Department of Human Behavior, Ecology, and Culture, Max Planck Institute for Evolutionary Anthropology, Leipzig, Germany.
Behav Res Methods. 2022 Apr;54(2):611-631. doi: 10.3758/s13428-021-01606-5. Epub 2021 Aug 2.
Researchers studying social networks and inter-personal sentiments in bounded or small-scale communities face a trade-off between the use of roster-based and free-recall/name-generator-based survey tools. Roster-based methods scale poorly with sample size, and can more easily lead to respondent fatigue; however, they generally yield higher quality data that are less susceptible to recall bias and that require less post-processing. Name-generator-based methods, in contrast, scale well with sample size and are less likely to lead to respondent fatigue. However, they may be more sensitive to recall bias, and they entail a large amount of highly error-prone post-processing after data collection in order to link elicited names to unique identifiers. Here, we introduce an R package, DieTryin, that allows for roster-based dyadic data to be collected and entered as rapidly as name-generator-based data; DieTryin can be used to run network-structured economic games, as well as collect and process standard social network data and round-robin Likert-scale peer ratings. DieTryin automates photograph standardization, survey tool compilation, and data entry. We present a complete methodological workflow using DieTryin to teach end-users its full functionality.

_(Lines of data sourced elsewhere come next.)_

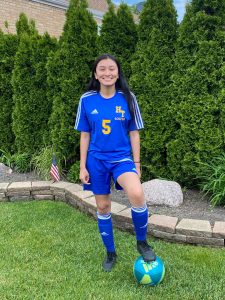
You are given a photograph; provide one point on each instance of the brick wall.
(47, 18)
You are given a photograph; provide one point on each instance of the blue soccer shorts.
(101, 172)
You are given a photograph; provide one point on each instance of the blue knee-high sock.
(106, 230)
(140, 221)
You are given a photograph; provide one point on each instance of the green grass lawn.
(49, 250)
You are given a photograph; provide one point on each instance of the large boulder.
(163, 192)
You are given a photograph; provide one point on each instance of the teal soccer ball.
(151, 273)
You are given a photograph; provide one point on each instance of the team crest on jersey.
(119, 110)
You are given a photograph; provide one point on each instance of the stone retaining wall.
(191, 231)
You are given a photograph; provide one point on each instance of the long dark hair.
(121, 83)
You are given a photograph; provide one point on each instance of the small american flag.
(54, 172)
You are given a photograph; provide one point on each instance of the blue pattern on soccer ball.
(151, 273)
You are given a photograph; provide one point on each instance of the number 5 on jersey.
(105, 125)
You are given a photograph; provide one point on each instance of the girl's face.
(106, 72)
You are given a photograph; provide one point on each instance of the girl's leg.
(131, 184)
(106, 229)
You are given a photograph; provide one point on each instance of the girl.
(108, 117)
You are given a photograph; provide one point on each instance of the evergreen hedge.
(31, 106)
(119, 35)
(8, 48)
(152, 68)
(197, 85)
(68, 72)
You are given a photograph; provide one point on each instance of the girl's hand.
(84, 176)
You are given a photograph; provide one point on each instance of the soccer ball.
(151, 273)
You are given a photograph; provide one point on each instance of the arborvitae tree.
(107, 39)
(152, 68)
(197, 84)
(69, 71)
(8, 48)
(23, 25)
(119, 35)
(31, 106)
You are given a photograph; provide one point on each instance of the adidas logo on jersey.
(94, 112)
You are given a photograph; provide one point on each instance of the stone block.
(73, 188)
(163, 192)
(219, 230)
(60, 185)
(40, 185)
(72, 200)
(83, 194)
(192, 227)
(43, 197)
(163, 223)
(18, 193)
(3, 187)
(60, 198)
(205, 241)
(172, 237)
(19, 198)
(41, 192)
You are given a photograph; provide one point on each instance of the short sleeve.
(81, 123)
(136, 123)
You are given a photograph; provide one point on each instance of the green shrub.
(74, 173)
(32, 108)
(68, 72)
(22, 162)
(213, 181)
(6, 158)
(119, 35)
(42, 161)
(152, 67)
(8, 48)
(197, 83)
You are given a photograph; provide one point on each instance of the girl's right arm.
(84, 144)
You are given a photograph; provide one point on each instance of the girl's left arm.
(135, 145)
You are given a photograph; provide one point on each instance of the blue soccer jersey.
(109, 122)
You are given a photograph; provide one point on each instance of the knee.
(103, 208)
(137, 198)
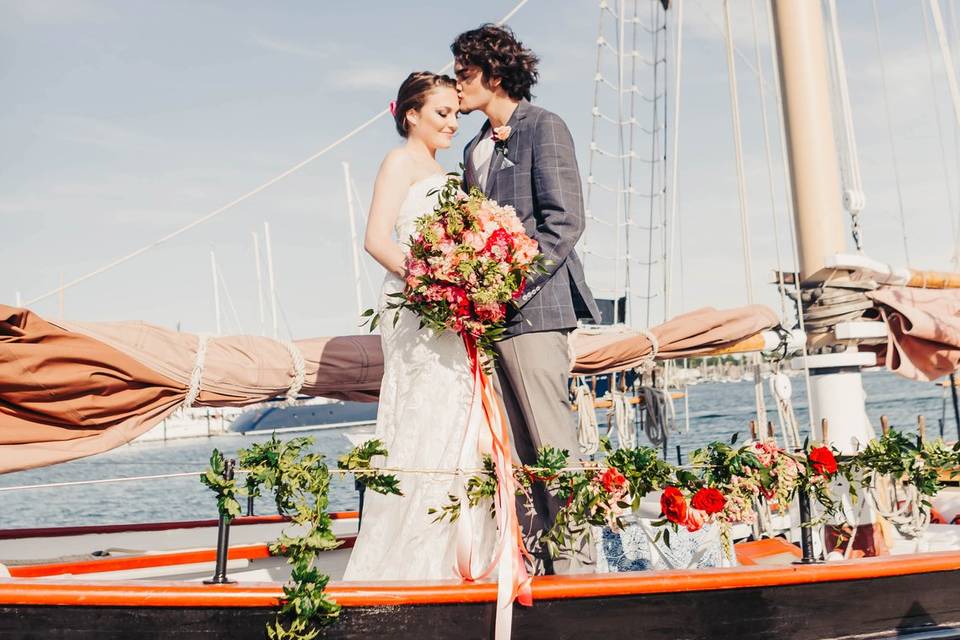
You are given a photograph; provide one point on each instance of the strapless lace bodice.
(416, 204)
(424, 416)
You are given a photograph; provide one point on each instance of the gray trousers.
(533, 370)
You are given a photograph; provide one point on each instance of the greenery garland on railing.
(722, 484)
(300, 483)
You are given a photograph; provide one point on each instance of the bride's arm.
(393, 182)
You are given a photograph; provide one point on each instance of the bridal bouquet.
(468, 260)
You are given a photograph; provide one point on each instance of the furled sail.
(69, 390)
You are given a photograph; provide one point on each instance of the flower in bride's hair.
(416, 267)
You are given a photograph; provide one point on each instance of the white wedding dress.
(425, 406)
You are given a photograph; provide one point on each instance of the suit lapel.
(469, 170)
(497, 162)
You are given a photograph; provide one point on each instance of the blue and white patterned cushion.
(633, 548)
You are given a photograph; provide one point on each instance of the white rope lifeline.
(77, 483)
(197, 374)
(588, 430)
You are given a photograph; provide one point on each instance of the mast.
(814, 170)
(836, 385)
(353, 237)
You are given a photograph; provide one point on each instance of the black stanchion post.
(223, 537)
(806, 533)
(361, 488)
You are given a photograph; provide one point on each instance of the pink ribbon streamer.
(513, 581)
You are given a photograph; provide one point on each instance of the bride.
(425, 396)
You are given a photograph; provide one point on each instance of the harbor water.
(717, 411)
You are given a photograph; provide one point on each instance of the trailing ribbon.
(513, 581)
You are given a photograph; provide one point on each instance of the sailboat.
(774, 592)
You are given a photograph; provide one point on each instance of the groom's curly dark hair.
(498, 53)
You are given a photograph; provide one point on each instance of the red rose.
(520, 288)
(822, 461)
(695, 520)
(674, 505)
(708, 499)
(613, 481)
(500, 237)
(459, 303)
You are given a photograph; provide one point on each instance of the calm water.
(716, 412)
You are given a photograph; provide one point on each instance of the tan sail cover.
(696, 332)
(923, 330)
(69, 390)
(73, 390)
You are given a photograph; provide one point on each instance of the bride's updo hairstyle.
(413, 95)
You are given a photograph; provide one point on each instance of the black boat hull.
(918, 605)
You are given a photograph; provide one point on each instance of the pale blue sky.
(124, 120)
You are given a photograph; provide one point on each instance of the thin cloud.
(289, 47)
(95, 131)
(371, 78)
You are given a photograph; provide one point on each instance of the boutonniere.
(500, 137)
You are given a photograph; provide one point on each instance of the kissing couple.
(523, 156)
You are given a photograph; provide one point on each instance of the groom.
(524, 157)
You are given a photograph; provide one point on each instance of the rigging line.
(249, 194)
(886, 107)
(662, 168)
(363, 263)
(670, 222)
(940, 137)
(226, 290)
(769, 157)
(948, 65)
(654, 153)
(620, 212)
(738, 148)
(633, 122)
(853, 197)
(719, 27)
(593, 134)
(742, 197)
(791, 219)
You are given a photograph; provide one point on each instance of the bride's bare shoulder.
(398, 165)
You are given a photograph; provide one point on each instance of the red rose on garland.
(709, 499)
(613, 481)
(822, 461)
(674, 505)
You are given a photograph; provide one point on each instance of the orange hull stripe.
(181, 594)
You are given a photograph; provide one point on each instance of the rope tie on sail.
(621, 416)
(299, 371)
(647, 363)
(782, 391)
(588, 431)
(659, 415)
(193, 391)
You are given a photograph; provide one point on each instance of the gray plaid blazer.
(536, 173)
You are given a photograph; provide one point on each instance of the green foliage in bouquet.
(468, 261)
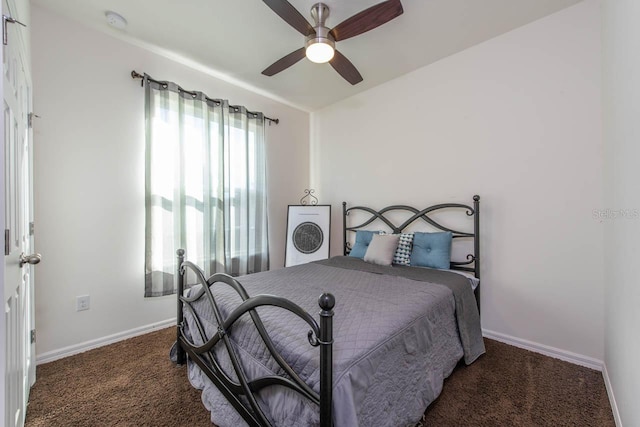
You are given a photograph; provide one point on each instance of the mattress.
(398, 333)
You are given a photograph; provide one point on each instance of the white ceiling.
(240, 38)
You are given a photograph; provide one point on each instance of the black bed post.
(476, 243)
(327, 302)
(181, 356)
(344, 228)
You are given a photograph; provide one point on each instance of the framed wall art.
(308, 228)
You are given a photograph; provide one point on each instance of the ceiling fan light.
(319, 52)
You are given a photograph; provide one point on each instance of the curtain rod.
(136, 75)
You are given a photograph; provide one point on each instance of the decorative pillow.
(403, 252)
(431, 250)
(363, 238)
(382, 248)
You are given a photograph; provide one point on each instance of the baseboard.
(612, 399)
(50, 356)
(567, 356)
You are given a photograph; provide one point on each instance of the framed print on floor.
(308, 228)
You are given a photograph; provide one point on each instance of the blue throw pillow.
(363, 238)
(431, 250)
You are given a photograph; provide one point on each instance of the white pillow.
(382, 249)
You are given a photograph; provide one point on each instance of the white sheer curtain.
(205, 186)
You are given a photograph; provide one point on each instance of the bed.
(398, 331)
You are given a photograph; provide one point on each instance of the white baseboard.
(567, 356)
(612, 399)
(50, 356)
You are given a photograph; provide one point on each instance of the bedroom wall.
(516, 120)
(89, 179)
(621, 48)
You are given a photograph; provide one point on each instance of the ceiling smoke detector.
(115, 20)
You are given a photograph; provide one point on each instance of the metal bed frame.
(241, 393)
(472, 263)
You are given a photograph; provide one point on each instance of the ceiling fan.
(320, 40)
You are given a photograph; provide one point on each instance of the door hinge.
(8, 20)
(30, 118)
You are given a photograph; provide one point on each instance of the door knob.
(29, 259)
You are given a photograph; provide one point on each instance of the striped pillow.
(402, 255)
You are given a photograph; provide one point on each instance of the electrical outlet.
(82, 302)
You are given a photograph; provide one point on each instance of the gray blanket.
(395, 340)
(466, 308)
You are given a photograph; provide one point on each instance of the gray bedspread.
(398, 333)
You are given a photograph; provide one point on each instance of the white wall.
(89, 177)
(621, 48)
(516, 120)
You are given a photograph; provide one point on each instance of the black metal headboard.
(472, 263)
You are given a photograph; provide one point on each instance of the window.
(205, 186)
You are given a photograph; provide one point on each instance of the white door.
(18, 214)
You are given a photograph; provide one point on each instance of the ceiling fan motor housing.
(320, 12)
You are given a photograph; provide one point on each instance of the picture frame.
(308, 234)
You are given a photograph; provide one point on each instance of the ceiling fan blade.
(367, 20)
(284, 62)
(291, 16)
(345, 68)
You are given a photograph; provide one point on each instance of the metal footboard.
(241, 393)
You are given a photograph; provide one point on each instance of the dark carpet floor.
(132, 383)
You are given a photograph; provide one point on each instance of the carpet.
(133, 383)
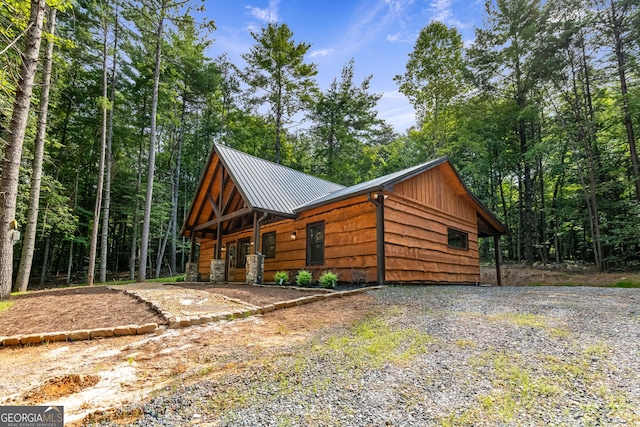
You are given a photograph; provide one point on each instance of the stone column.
(216, 274)
(191, 273)
(255, 267)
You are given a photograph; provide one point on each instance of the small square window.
(458, 239)
(269, 245)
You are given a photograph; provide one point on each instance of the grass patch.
(525, 388)
(5, 305)
(462, 343)
(596, 350)
(373, 343)
(518, 319)
(627, 283)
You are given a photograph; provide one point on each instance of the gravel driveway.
(437, 356)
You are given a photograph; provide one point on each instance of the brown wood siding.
(416, 241)
(204, 260)
(350, 242)
(440, 189)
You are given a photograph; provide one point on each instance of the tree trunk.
(626, 111)
(13, 146)
(104, 245)
(28, 245)
(45, 260)
(175, 190)
(103, 144)
(144, 245)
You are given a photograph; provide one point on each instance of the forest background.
(540, 115)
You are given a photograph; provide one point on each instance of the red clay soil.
(72, 309)
(254, 295)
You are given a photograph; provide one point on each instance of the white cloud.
(270, 14)
(396, 110)
(392, 38)
(320, 52)
(441, 10)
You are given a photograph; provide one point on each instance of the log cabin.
(418, 225)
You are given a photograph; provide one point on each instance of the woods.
(540, 114)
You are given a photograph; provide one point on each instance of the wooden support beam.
(256, 233)
(213, 178)
(192, 252)
(216, 211)
(496, 248)
(228, 217)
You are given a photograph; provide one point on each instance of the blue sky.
(377, 34)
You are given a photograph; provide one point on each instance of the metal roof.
(271, 187)
(376, 184)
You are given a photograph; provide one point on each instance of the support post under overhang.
(496, 248)
(378, 201)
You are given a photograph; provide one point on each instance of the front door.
(231, 262)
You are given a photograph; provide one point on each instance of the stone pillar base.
(216, 274)
(191, 273)
(255, 267)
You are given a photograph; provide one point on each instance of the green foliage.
(281, 277)
(5, 305)
(345, 124)
(328, 280)
(374, 343)
(278, 76)
(304, 278)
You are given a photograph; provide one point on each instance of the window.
(315, 243)
(458, 239)
(269, 245)
(244, 248)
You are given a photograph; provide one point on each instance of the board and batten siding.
(349, 243)
(418, 214)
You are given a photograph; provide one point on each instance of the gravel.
(432, 356)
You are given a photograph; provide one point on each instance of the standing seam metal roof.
(279, 189)
(269, 186)
(369, 186)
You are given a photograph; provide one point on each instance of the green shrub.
(281, 277)
(304, 278)
(328, 280)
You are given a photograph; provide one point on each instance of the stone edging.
(78, 335)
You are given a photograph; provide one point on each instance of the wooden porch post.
(192, 252)
(496, 248)
(218, 253)
(256, 233)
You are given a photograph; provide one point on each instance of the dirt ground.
(578, 275)
(73, 309)
(89, 376)
(97, 375)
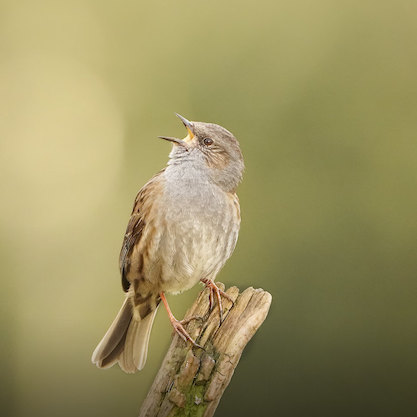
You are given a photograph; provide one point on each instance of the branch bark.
(191, 381)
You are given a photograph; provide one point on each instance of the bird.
(183, 228)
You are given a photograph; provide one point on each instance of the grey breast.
(200, 229)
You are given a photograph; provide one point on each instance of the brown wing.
(135, 227)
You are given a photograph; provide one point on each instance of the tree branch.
(191, 381)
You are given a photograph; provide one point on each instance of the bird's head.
(214, 147)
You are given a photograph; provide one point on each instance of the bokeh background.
(323, 98)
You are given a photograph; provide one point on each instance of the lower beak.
(173, 140)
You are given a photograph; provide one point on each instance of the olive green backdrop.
(322, 96)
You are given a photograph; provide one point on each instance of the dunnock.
(183, 228)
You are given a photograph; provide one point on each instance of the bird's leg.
(178, 325)
(214, 289)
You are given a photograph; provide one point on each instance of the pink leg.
(214, 289)
(177, 325)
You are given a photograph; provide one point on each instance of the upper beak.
(171, 139)
(189, 125)
(182, 142)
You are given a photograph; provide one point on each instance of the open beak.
(188, 139)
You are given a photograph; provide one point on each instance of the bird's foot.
(216, 291)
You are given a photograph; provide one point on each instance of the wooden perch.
(191, 381)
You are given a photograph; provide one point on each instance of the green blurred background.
(323, 98)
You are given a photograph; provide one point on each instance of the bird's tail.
(126, 341)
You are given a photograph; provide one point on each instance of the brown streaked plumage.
(183, 227)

研究人员在研究有界或小规模社区中的社交网络和人际情感时,需要在基于名册的和自由回忆/名称生成器的调查工具之间进行权衡。基于名册的方法在样本量方面的扩展性较差,并且更容易导致受访者疲劳;然而,它们通常会产生质量更高、不易受回忆偏差影响且需要较少后期处理的数据。相比之下,基于名称生成器的方法在样本量方面扩展性较好,并且不太可能导致受访者疲劳。但是,它们可能更容易受到回忆偏差的影响,并且在数据收集后需要进行大量高度易错的后期处理,以便将引出的名称与唯一标识符相关联。在这里,我们介绍了一个名为“DieTryin”的 R 包,它允许像基于名称生成器的方法一样快速地收集和输入基于名册的二元数据;DieTryin 可以用于运行网络结构的经济游戏,以及收集和处理标准社交网络数据和循环李克特量表同伴评分。DieTryin 实现了照片标准化、调查工具编译和数据输入的自动化。我们展示了一个完整的方法学工作流程,使用“DieTryin”来教授最终用户其全部功能。